I return to my original statement that evil has become banal. It’s a shocking idea this oppression by banality and it connects to one of the earlier ‘definitions’ of tragedy that Tragedy ‘occurs against a background of incomprehension. The world is not to be understood in its entirety – mystery and evil stalk it’. Earlier tragedies entailed protagonists who named the evil and then sought to dispel it to an audience who shared a common value system that would accept that naming. In our contemporary world it is not difficult to acknowledge that ‘evil’ stalks human kind whether it is manifested in political atrocities; forced migrations; terrorism; exploitation of the dispossessed; the poor and the marginalized. However in our contemporary globalized world of plurality and pragmatism ‘evil’ is not named beyond the imperatives of competing political power systems. A globalized audience accepts at best a plurality of values which allows merely an identification of ‘evil’ attributable to a competing political power rather than as endemic to the human condition.

Oliver Bennett’s study Cultural Pessimism: Narratives of Decline makes a particularly salient point when he suggests that perhaps the ideological and the moral cannot be separated (Bennett,2001, p. 54); certainly there is an unlikelihood of tragic art re-appearing in a world which does not have any morally shared ground. The art of tragedy emerges in cultures that recognize their own frailties, their own propensity for error, their own perversities and cruelties towards fellow human beings. Tragedy occurs when a society recognizes that laws of the land must be continually renewed because their ordinance will endorse ‘evil’ and corruption unless they are able to be scrutinized and over-hauled. If evil belongs always to the ‘other’, it becomes abstract, obtuse and banal.

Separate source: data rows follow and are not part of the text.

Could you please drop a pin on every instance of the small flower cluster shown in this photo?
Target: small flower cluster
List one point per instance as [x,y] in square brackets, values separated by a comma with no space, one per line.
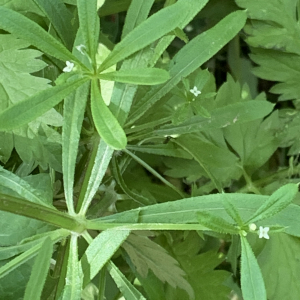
[263,231]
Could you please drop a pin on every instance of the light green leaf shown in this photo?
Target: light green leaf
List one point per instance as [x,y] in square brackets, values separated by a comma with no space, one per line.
[145,76]
[126,288]
[28,30]
[146,254]
[74,108]
[89,26]
[222,117]
[29,109]
[39,271]
[152,29]
[61,19]
[188,59]
[136,14]
[106,124]
[279,200]
[72,289]
[100,251]
[252,282]
[281,253]
[21,187]
[215,223]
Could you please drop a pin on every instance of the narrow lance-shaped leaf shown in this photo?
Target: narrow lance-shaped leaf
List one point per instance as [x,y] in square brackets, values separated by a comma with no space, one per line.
[106,124]
[215,223]
[61,19]
[192,56]
[150,30]
[39,271]
[29,109]
[144,76]
[125,286]
[89,25]
[222,117]
[253,287]
[279,200]
[28,30]
[100,251]
[74,108]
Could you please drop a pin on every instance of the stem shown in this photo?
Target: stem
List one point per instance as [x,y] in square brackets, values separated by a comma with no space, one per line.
[152,171]
[43,213]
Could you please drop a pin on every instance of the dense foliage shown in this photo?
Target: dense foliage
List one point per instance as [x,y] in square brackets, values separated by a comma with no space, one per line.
[149,149]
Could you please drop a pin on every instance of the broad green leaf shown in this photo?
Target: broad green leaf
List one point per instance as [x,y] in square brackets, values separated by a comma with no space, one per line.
[74,108]
[26,29]
[125,286]
[101,162]
[72,289]
[106,124]
[222,117]
[100,251]
[39,271]
[275,203]
[188,59]
[89,26]
[21,187]
[215,223]
[29,109]
[146,254]
[119,178]
[279,263]
[61,19]
[145,76]
[252,282]
[136,14]
[152,29]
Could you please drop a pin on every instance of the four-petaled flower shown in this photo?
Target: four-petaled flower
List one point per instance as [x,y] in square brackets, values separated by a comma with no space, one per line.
[195,91]
[69,67]
[263,232]
[81,48]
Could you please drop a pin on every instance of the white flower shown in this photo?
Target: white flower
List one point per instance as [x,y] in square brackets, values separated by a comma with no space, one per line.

This paper has identified the changing forms that the tragic art has undergone across time; it has argued that its absence in the past occurred during periods when, for example, the illusion of science made it seem unnecessary. Contemporary society has no such illusion to explain its absence. If indeed Tragedy provides the means by which men and women are enlightened about the lies that underpin their societies, it would appear that its healing powers are desirable. It is my contention however that as long as ‘evil’ is seen as banal, art will be unable to access the spiritual aspect of humankind that seeks its own renewal. It will be undeserving of the healing powers of tragic art that come with the courage to know the lies that form the infrastructure of national and global societies.